It's been a year since President Trump signed the tax reform bill into law. The legislation included plenty of favorable provisions, including lower tax rates and boosts to standard deductions and tax credits for families. However, it also eliminated or scaled back some tax breaks that many people took advantage of, and even some upper-income taxpayers pointed to those offsetting provisions as potentially causing them to pay more under tax reform.

It's impossible to generalize about the effect of tax reform, because every individual taxpayer's situation is unique. But by making a few assumptions, we can take a look at how tax reform would affect upper-income earners making $250,000. Then, it's up to you to decide whether the assumptions fit your financial situation -- or whether the details could turn what looks like a promising result into a tax nightmare.

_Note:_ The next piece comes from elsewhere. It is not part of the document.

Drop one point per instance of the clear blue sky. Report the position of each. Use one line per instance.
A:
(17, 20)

Tax forms, calculator, glasses, a pen, and $100 bills spread across a flat surface.

Image source: Getty Images.

The simplest cases

Let's start out with an example that's about as simple as possible. Say that you're single and had income of $250,000. You take the standard deduction and have no dependents. Here's what tax reform looks like for you.

Item

2017 Tax Year

2018 Tax Year

Gross income

$250,000

$250,000

Standard deduction

($6,350)

($12,000)

Personal exemption

($4,050)

N/A

Taxable income

$239,600

$238,000

Tax

$65,900

$58,990

Calculations by author based on IRS rules.

As you can see, tax reform would save this taxpayer almost $7,000. The reason is simple: Under old law, a lot more of this income got taxed at 25%, 28%, and 33%. Even though the brackets for 2018 tax some of this income at a higher 35% rate, most of it is subject to lower rates of 22%, 24%, and 32%. The higher standard deduction offsets the loss of the personal exemption.

Now, let's take a look at a typical family situation. Say you're married and file jointly, with total income of $250,000. You have two children who are young enough to qualify for the child tax credit, but you are entitled to no other credits and take the standard deduction.

Item

2017 Tax Year

2018 Tax Year

Gross income

$250,000

$250,000

Standard deduction

($12,700)

($24,000)

Personal exemption

($16,200)

N/A

Taxable income

$221,100

$226,000

Tentative tax

$48,793

$42,819

Tax credits

$0

$4,000

Net tax owed

$48,793

$38,819

Calculations by author based on IRS rules.

Here, the savings is almost $10,000. Roughly $6,000 of that comes from the lower tax rates that apply to income under the new tax laws, but another $4,000 comes from the fact that this upper-income family now gets to claim the child tax credit, because of the big increase in the income threshold that used to prevent many high-income taxpayers from getting it.

Your mileage may vary

However, it's dangerous to draw too many conclusions from these two examples, because they're too simple to be realistic for most people. Among the reasons why are:

  • Once your income gets this high, you're much more likely to itemize your deductions. As a result, the boost in the standard deduction did many high-income taxpayers little or no good in terms of seeing any additional tax savings.
  • Adding insult to injury, provisions that limited the use of popular itemized tax deductions like the state and local tax deduction might actually reduce total deductions available to many taxpayers, especially in high-tax states. Again, the wealthy are more likely to own expensive real estate and the high real-estate tax bills that come with it, and state income taxes are often structured progressively to charge higher rates to upper-income residents.
  • On the other hand, the examples above don't involve any liability for the alternative minimum tax. Many real-life situations do, and for many, revisions to the AMT will lead to its no longer affecting many taxpayers earning around $250,000.
  • The size of one's family also makes a difference. The more children you have, the greater the impact of losing personal exemptions to reduce tax liability. Whether the child tax credit makes up for that depends on the age of those children and other factors.

Be smart with tax reform

Although many upper-income taxpayers making $250,000 per year will see savings from tax reform, you'll need to take a close look at your own situation. Some could save even more from tax reform than the examples above suggest. But for some, the new tax laws could end up costing them money. Given all the complexity that wealthier individuals have in their financial lives, what holds true for some won't necessarily be the case for you, and you'll want to assess the results to see how you can plan better for your taxes in 2019.